WHAT IS PRIVATE MORTGAGE INSURANCE (PMI)?
Private Mortgage Insurance (PMI) is a type of insurance that borrowers might be required to pay for if they have a conventional mortgage loan and make a down payment of less than 20% of the home's purchase price. PMI protects the lender, not the borrower, in case the borrower defaults on the loan.
Here are some key points to understand about PMI:
1. Purpose: PMI reduces the risk faced by the lender. Since a lower down payment represents a higher risk to the lender (as the borrower has less equity in the property), PMI provides financial protection to the lender if the borrower fails to repay the loan.
2. Cost: PMI typically costs between 0.3% and 1.5% of the original loan amount per year, though the rate can vary based on the size of the down payment and loan, among other factors. This cost is often divided into monthly premiums and added to your mortgage payment.
3. Cancellation: Once you reach 20% equity in your home (based on the original appraisal), you can request the lender to cancel the PMI. Under the Homeowners Protection Act (HPA) in the U.S., lenders are generally required to terminate the PMI automatically once you reach 22% equity in the home, as long as you're current on your payments.
4. Loan Types: PMI is specifically associated with conventional loans. Other types of loans have their forms of mortgage insurance. For instance:
- FHA loans come with two types of mortgage insurance premiums: an upfront premium and an annual premium.
- VA loans typically come with a one-time funding fee instead of monthly insurance.
- USDA loans also have an upfront guarantee fee and an annual fee.
5. Tax Deduction: Depending on the tax laws in place, PMI premiums may be tax-deductible. However, this can change based on legislative decisions, so it's essential to check current tax laws or consult a tax professional.

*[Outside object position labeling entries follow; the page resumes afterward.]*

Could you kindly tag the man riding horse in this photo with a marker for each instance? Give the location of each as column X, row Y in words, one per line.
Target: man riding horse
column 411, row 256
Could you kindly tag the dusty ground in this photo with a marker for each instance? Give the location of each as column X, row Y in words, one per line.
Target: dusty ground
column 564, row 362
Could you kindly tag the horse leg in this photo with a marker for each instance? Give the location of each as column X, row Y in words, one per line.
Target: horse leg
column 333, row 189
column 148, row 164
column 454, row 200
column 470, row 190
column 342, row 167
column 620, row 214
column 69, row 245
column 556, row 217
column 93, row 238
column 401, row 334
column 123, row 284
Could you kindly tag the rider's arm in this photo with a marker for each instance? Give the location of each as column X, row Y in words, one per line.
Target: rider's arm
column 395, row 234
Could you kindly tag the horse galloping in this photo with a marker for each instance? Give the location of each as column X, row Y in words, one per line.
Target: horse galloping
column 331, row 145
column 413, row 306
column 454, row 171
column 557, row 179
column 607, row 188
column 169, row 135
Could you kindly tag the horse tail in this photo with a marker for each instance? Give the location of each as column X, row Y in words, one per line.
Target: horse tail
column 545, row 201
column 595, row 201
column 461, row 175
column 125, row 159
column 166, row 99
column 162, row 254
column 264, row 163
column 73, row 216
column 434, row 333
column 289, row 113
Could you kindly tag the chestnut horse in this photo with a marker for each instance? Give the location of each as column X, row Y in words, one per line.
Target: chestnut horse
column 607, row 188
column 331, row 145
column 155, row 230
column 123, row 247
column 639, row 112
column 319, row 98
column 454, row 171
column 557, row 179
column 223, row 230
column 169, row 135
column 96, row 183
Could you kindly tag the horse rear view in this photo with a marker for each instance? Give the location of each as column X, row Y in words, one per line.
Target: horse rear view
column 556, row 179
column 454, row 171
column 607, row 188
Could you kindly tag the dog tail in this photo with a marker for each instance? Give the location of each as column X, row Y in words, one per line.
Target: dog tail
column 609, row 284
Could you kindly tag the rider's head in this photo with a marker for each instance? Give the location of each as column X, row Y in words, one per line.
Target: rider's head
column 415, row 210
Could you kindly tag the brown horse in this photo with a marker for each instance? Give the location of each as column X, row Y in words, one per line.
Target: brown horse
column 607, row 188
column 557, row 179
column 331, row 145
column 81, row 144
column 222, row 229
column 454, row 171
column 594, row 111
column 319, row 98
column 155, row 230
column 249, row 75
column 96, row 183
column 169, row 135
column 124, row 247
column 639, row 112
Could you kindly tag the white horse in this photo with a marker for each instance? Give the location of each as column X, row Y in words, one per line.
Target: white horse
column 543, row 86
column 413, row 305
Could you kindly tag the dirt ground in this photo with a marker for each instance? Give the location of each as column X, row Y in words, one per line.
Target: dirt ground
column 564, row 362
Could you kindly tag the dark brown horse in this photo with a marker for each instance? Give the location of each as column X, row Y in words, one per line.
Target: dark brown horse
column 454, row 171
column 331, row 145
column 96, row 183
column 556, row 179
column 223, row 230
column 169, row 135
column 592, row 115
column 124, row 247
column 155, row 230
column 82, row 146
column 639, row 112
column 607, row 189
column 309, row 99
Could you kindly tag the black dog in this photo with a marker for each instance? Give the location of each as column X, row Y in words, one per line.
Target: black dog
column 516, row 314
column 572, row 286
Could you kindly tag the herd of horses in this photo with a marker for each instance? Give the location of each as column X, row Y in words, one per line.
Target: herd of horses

6. Avoiding PMI: Besides making a 20% down payment, there are other methods to avoid PMI. One common method is the "piggyback loan" or "80-10-10" loan. This involves taking out a primary mortgage for 80% of the home's price, a second mortgage (like a home equity loan) for 10%, and making a 10% down payment. However, the feasibility and wisdom of this approach depend on interest rates and other financial factors.
If you're considering a mortgage with PMI, it's essential to understand the terms, costs, and your rights regarding PMI cancellation.